I was able to reproduce Mathias's results with some Haskell code with some specific details about how many symbols are needed in each term. (As a sanity check, I verified I recovered the same results reported by Mathias term-by-term when the ordered product was primitive.)
When the ordered pair is not primitive, the sizes of the various terms are:
- Size of 1 = 2,409,875,496,393,137,472,149,767,527,877,436,912,979,508,338,752,092,897
- Size of term A = 15,756,227
- Size of term B = 10,006,221,599,868,316,846
- Size of term C = 59,308,566,315
- Size of term D = 364,936,653,508,895,574,881
- Size of term E = 101,217,516,631
One thing worth noting is that, well, this seems dishonest. I mean, there are a lot of double negations which are not simplified, which bloats the size quite a bit (an additional $1.863\times 10^{53}$ symbols or so). I wouldn't be surprised if there were other simplifications which would cut down the bloat further...not that we'd get anything less than $10^{50}$ or so.
If you'd like to check the number of links, I can do that too.

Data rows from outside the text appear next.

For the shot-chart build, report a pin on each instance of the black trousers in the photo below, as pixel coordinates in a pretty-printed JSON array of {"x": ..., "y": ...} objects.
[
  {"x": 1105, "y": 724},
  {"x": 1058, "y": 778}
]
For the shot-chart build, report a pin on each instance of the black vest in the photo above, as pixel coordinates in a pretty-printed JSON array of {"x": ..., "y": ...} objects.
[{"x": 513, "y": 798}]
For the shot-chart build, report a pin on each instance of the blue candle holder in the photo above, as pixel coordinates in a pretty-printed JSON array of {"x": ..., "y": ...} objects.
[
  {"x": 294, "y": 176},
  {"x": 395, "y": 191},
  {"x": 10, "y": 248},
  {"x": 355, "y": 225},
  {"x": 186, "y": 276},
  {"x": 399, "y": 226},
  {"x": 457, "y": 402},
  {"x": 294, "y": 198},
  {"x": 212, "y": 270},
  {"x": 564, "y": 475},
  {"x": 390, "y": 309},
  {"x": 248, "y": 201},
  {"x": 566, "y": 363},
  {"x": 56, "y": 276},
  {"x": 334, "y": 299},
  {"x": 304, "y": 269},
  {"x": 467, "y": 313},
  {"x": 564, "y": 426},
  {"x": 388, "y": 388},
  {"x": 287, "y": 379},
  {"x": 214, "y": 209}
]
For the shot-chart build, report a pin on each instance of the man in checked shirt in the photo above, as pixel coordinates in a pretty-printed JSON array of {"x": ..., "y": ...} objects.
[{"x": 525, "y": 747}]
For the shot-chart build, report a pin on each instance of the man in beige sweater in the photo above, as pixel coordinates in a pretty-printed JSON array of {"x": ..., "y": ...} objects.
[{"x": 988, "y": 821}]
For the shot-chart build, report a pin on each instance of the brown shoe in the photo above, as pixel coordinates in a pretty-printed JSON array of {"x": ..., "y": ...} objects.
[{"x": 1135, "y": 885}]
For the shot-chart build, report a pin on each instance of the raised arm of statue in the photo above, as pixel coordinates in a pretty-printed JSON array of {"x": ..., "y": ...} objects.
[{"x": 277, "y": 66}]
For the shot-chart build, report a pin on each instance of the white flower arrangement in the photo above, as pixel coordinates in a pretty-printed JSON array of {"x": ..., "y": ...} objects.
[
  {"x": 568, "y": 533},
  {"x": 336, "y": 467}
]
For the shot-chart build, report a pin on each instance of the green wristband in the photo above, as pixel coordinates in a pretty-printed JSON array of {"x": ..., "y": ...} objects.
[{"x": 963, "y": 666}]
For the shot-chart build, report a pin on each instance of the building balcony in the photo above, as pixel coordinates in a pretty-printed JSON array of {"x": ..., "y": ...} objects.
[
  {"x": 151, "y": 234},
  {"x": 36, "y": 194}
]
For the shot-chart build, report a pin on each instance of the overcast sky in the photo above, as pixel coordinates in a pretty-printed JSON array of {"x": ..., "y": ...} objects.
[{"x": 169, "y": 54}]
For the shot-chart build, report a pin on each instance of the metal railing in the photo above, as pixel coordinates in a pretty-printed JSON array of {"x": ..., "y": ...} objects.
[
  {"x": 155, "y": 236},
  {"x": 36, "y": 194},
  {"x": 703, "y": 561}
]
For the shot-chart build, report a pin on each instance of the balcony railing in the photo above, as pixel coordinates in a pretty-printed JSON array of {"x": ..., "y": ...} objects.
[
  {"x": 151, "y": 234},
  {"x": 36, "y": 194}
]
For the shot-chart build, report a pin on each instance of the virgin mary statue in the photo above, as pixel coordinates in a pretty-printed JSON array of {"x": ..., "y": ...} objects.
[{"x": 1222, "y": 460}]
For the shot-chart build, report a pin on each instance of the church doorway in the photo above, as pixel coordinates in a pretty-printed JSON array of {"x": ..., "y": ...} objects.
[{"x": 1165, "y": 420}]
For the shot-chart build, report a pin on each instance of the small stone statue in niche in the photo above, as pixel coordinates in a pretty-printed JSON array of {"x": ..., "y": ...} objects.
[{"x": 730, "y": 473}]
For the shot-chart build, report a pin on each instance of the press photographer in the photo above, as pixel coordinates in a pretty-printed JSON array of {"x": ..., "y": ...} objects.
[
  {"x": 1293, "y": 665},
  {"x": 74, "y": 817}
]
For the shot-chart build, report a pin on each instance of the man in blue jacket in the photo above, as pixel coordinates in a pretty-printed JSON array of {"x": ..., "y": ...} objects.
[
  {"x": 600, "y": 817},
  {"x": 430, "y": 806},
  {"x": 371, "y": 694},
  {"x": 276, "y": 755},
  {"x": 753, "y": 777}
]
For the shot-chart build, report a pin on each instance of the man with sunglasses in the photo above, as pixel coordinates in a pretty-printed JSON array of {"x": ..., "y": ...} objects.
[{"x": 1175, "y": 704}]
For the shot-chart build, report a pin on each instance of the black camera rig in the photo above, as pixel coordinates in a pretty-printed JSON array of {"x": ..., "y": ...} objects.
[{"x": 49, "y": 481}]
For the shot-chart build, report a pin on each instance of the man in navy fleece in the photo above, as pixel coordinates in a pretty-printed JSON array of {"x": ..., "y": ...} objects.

Addendum. The relation "1+1=2" can be computed, and found to have a length of 22,411,322,875,029,037,193,545,441,224,646,148,573,589,725,893,763,139,344,694,162,029,240,084,343,041 (or approximately $2.24113228750290371 \times 10^{76}$). This is using the definitions in Bourbaki of cardinal addition $\mathfrak{a}+\mathfrak{b}$ using the disjoint sum of the indexed family $f\colon\mathrm{Card}(2)\to\{\mathfrak{a},\mathfrak{b}\}$ considered as a graph. It's really convoluted, but the details can be found in Bourbaki's Theory of Sets Chapter II sections 3.4, 4.1, and 4.8 as well as Proposition 5 (in chapter III, section 3.3); this all works with the Kuratowski ordered pair, not a primitive $\bullet A B$ ordered pair.
For what it's worth, computing the size of 1 was nearly instantaneous, whereas computing the size of "1+1=2" took about 7 minutes and 30 seconds.